Something I've been interested in for quite some time is the metadata embedded in various file formats used on Windows systems, and this interest has cracked the shell a bit in more than a few cases, and given me just a peak inside of what may be going on when someone creates a file for malicious purposes. I've not only been able to pull apart OLE format MS documents (MS Word .doc files), but also the OLE objects embedded inside the newer .docx format files.
One tool I like to use is Didier Stevens' oledump.py, in part because it provides a great deal of functionality, particularly where it will decompress VBA macros. However, I will also use my own OLE parser, because it pulls some metadata that I tend to find very useful when developing a view into an adversary's activities. Also, there is the potential for additional data to be extracted from areas that other tools simply do not address.

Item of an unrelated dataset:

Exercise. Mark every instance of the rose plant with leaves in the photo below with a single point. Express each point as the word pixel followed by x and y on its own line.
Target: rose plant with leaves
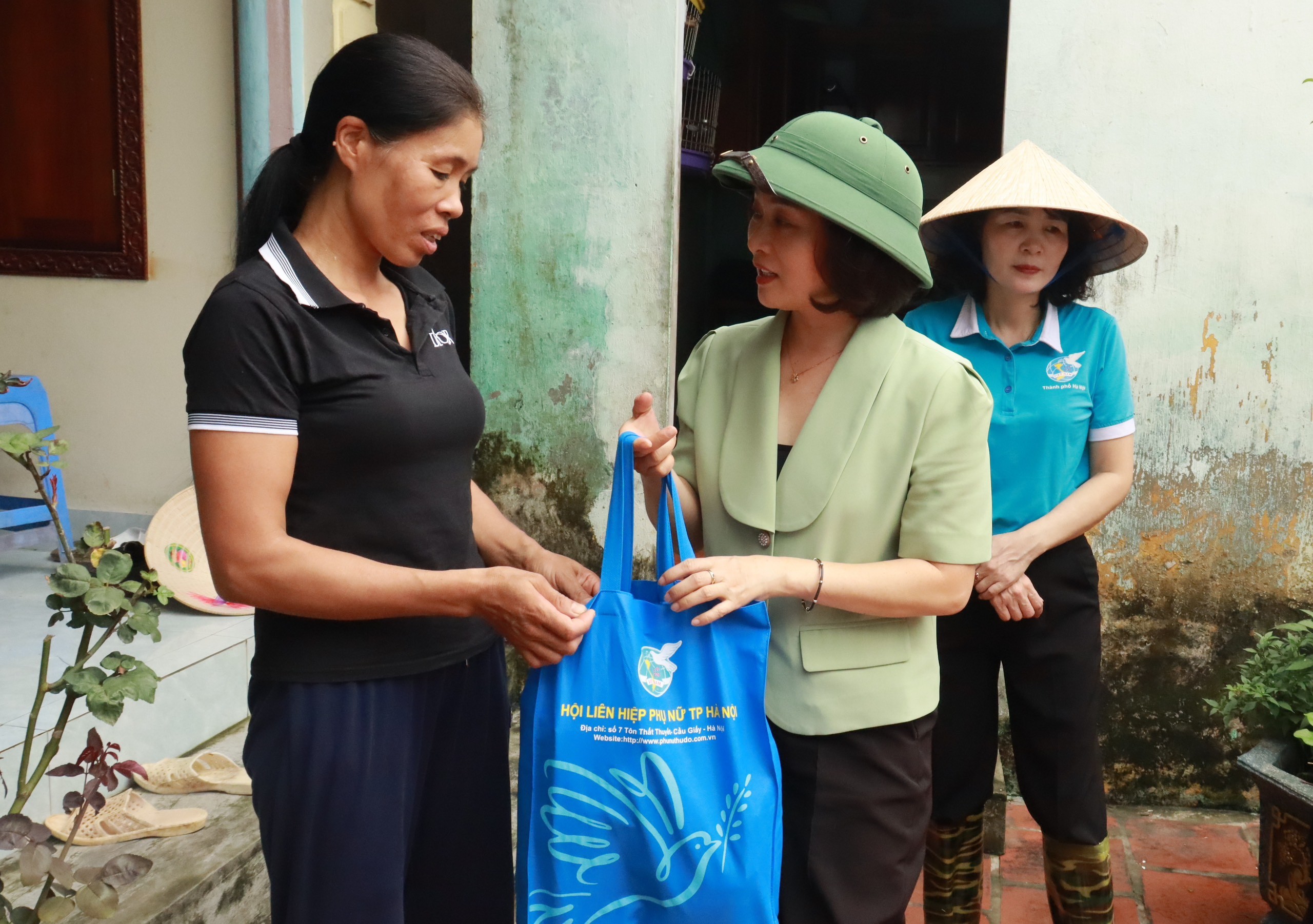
pixel 94 890
pixel 99 591
pixel 1274 693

An example of simply metadata extraction came from the Mia Ash persona that Allison Wickoff (an excellent intel analyst at SecureWorks) unraveled. I didn't have much at all to do with the amazing work that Allison did...all I did was look at the metadata associated with a document sent to the victims. However, from that small piece of information came some pretty amazing insights.
Another, much older example of how metadata can be extracted and used comes from the Blair case. That's all I'll say about that one.
Another file format that I've put some work into understanding and unraveling is the LNK file format, which MS has done a very good job of documenting.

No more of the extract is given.